We present data used for experiments in the manuscript: "Explaining Poor Performance of Text-Based Machine Learning Models for Vulnerability Detection" by Kollin Napier, Dr. Tanmay Bhowmik, and Dr. Zhiqian Chen (Napier et al.).
This repository contains two archived (zipped) folders containing data related to the projects and Common Weakness Enumeration (CWE) vulnerability data. This data is a modification from data utilizied from the empirical study: "An Empirical Study of Text-based Machine Learning Models for Vulnerability Detection" by Kollin Napier, Dr. Tanmay Bhowmik, and Dr. Shaowei Wang (Napier et al.) [1].
The data corresponds to the data processing methods introduced in the prior empirical work. Such methods are: Full Context (FC) and No Context (NC).

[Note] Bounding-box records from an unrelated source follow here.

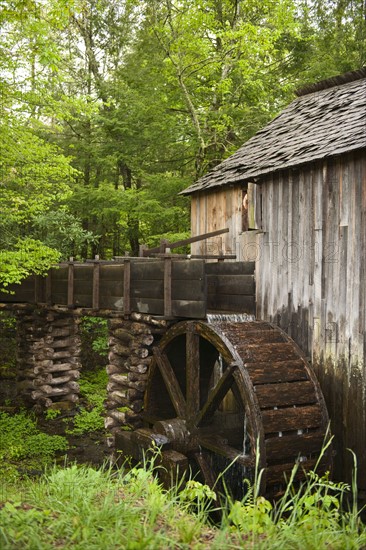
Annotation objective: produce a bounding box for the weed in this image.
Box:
[66,369,108,435]
[0,412,68,478]
[44,409,61,420]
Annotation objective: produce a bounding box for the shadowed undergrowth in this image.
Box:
[0,450,366,550]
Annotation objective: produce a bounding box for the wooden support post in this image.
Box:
[46,269,52,305]
[34,275,43,304]
[92,256,100,309]
[123,259,131,317]
[164,257,172,317]
[67,258,74,307]
[159,239,169,254]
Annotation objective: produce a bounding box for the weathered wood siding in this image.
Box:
[256,151,366,490]
[191,185,243,260]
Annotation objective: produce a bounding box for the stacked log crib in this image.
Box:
[105,313,169,445]
[17,308,81,409]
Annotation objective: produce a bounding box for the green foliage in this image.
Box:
[0,412,68,475]
[0,242,60,292]
[66,369,108,435]
[0,461,366,550]
[44,409,61,420]
[66,407,104,435]
[80,317,108,360]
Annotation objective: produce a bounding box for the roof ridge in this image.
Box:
[295,66,366,97]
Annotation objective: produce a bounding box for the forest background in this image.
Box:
[0,0,366,288]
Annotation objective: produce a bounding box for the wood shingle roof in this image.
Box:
[182,68,366,195]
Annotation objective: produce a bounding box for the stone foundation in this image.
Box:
[105,313,168,444]
[17,309,81,409]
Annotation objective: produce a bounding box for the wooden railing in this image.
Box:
[0,254,255,319]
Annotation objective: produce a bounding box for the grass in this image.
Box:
[0,452,366,550]
[0,411,68,481]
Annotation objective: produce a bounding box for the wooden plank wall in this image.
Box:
[256,151,366,490]
[191,185,243,260]
[0,257,206,319]
[206,262,256,315]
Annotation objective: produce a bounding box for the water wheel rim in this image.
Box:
[145,321,266,494]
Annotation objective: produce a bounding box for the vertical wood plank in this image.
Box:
[123,259,131,316]
[45,269,52,305]
[186,330,200,419]
[67,259,75,307]
[92,261,100,309]
[34,275,43,304]
[164,258,172,317]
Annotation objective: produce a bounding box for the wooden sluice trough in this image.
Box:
[0,254,331,498]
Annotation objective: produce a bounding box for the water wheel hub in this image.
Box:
[117,321,331,498]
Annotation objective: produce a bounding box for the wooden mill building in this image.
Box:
[183,68,366,491]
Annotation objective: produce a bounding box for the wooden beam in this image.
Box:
[143,227,229,256]
[153,347,186,418]
[92,262,100,309]
[67,259,74,307]
[164,257,172,317]
[123,260,131,316]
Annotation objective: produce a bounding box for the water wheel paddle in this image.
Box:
[118,321,331,498]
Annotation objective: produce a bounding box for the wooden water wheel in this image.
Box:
[118,321,331,498]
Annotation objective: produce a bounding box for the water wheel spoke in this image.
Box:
[197,434,255,466]
[195,363,237,427]
[153,348,186,417]
[186,330,200,420]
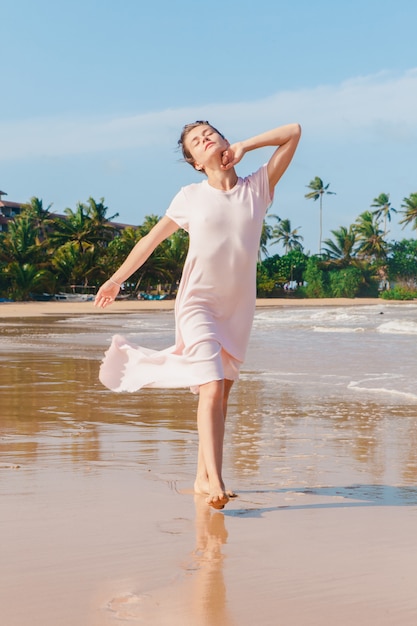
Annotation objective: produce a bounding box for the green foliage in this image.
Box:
[304,257,330,298]
[0,183,417,299]
[329,267,362,298]
[380,285,417,300]
[388,239,417,284]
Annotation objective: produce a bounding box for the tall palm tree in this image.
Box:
[304,176,336,254]
[400,192,417,230]
[323,225,357,267]
[271,216,304,254]
[371,193,397,237]
[22,196,52,241]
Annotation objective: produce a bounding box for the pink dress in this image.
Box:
[100,165,271,392]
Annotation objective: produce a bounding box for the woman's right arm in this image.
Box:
[94,215,179,308]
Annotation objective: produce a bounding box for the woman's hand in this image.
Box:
[221,141,246,170]
[94,280,120,309]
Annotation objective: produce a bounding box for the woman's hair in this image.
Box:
[178,120,224,167]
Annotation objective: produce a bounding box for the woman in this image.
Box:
[95,121,301,509]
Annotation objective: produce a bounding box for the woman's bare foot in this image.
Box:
[194,478,237,498]
[206,491,229,509]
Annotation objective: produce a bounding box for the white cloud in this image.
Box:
[0,68,417,160]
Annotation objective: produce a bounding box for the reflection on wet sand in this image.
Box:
[0,320,417,626]
[190,496,237,626]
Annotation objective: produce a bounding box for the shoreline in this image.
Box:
[0,298,406,318]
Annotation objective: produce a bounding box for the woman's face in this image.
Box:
[185,124,229,170]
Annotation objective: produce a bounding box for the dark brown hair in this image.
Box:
[178,120,225,167]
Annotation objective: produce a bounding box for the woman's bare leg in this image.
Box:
[194,380,235,508]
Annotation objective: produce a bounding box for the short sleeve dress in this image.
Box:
[100,165,272,393]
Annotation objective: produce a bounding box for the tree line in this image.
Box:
[0,177,417,300]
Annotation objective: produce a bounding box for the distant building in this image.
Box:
[0,191,22,231]
[0,191,133,233]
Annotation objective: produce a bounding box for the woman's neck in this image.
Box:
[206,168,238,191]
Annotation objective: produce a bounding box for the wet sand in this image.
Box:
[0,301,417,626]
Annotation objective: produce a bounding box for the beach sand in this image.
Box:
[0,298,400,320]
[0,300,417,626]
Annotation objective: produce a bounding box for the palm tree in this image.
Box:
[6,261,54,300]
[271,216,304,254]
[84,196,119,242]
[323,225,357,267]
[371,193,397,237]
[354,211,388,263]
[304,176,336,254]
[258,215,279,263]
[49,202,101,251]
[400,192,417,230]
[22,196,52,241]
[0,213,44,264]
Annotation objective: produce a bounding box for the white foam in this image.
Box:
[313,326,365,333]
[377,320,417,335]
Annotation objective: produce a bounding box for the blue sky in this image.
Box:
[0,0,417,253]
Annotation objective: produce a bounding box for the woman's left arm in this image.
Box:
[222,124,301,195]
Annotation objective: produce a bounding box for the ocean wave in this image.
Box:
[377,320,417,335]
[313,326,365,333]
[347,373,417,402]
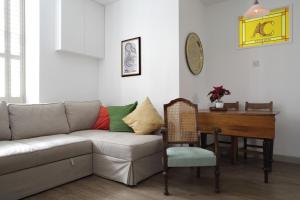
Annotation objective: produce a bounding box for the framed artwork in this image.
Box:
[239,7,291,48]
[185,33,204,75]
[121,37,141,77]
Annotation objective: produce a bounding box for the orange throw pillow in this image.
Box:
[92,106,109,130]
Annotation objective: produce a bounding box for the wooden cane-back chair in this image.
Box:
[243,101,273,159]
[223,101,240,164]
[162,98,219,195]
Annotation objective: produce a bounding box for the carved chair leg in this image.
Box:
[215,166,220,193]
[244,138,248,160]
[163,169,169,196]
[197,167,200,178]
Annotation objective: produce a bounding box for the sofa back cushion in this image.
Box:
[8,103,69,140]
[0,101,11,140]
[65,100,101,132]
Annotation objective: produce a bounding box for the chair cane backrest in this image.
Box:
[245,101,273,112]
[224,101,240,111]
[164,98,199,144]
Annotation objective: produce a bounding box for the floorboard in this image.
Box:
[26,159,300,200]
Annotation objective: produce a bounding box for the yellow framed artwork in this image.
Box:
[239,7,290,48]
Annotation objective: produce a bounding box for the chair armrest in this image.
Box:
[160,127,168,171]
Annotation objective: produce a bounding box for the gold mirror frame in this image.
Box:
[185,33,204,75]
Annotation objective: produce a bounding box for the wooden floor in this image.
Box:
[27,160,300,200]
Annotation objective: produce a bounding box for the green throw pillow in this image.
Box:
[108,102,137,132]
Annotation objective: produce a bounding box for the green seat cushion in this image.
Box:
[167,147,216,167]
[108,102,137,132]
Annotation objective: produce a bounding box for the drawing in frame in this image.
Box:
[121,37,141,77]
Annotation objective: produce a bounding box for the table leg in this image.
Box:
[270,140,274,172]
[263,139,272,183]
[231,136,238,164]
[201,133,207,149]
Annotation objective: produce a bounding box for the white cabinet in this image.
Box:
[56,0,105,58]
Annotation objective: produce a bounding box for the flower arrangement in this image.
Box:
[208,85,231,102]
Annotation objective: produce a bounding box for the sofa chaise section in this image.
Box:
[0,103,92,200]
[71,130,162,185]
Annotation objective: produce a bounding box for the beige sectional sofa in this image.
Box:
[0,101,162,200]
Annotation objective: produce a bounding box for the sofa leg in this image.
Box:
[197,167,200,178]
[163,169,170,196]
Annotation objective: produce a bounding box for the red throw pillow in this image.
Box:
[92,106,109,130]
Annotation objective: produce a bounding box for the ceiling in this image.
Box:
[95,0,118,5]
[201,0,226,5]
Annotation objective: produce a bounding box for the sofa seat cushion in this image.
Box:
[0,134,92,175]
[71,130,163,161]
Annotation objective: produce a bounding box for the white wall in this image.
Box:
[99,0,179,112]
[179,0,208,107]
[37,0,99,102]
[25,0,40,103]
[205,0,300,157]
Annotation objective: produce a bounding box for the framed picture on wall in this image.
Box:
[121,37,141,77]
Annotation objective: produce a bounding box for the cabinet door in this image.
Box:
[58,0,86,54]
[85,0,105,58]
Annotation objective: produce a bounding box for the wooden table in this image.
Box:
[198,110,279,183]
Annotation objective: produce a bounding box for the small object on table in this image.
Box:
[209,107,227,112]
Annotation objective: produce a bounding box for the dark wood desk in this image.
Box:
[198,110,279,183]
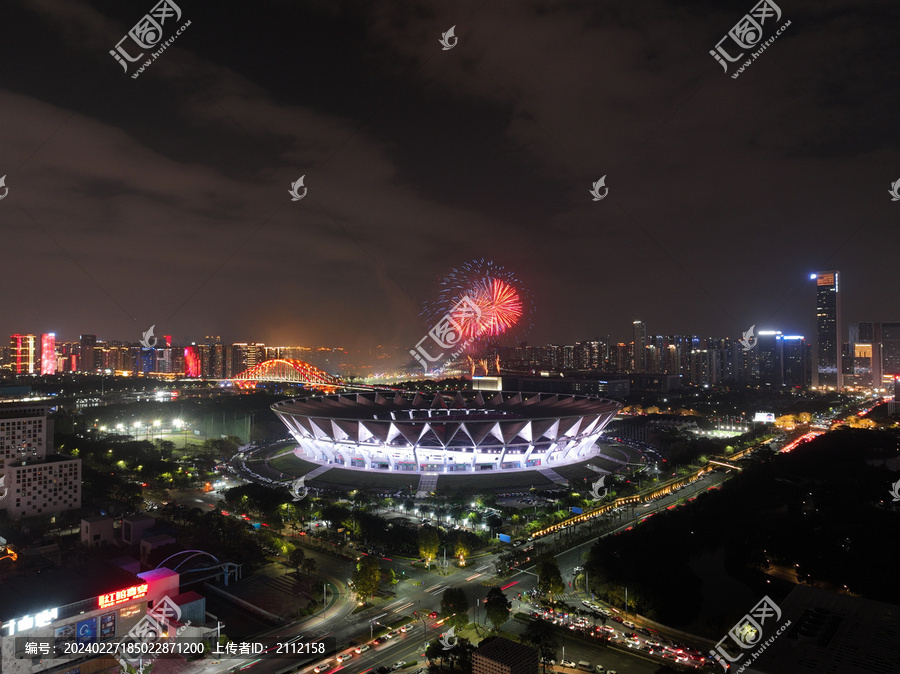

This work explores the removal of overlapping features from the training and testing data, deemed "cross-cutting" features. We present two scenarios in which such features are removed from the data. Scenario 1 (S1): "cross-cutting" features are removed from the training data only. Scenario 2 (S2): "cross-cutting" features are removed from the training and testing data.
The projects_data
folder contains the top 10 projects as defined from prior work. Data used for our study is included.
The cwe_data
folder contains the top 10 CWE vulnerability types as defined from prior work. Data used for our study is included.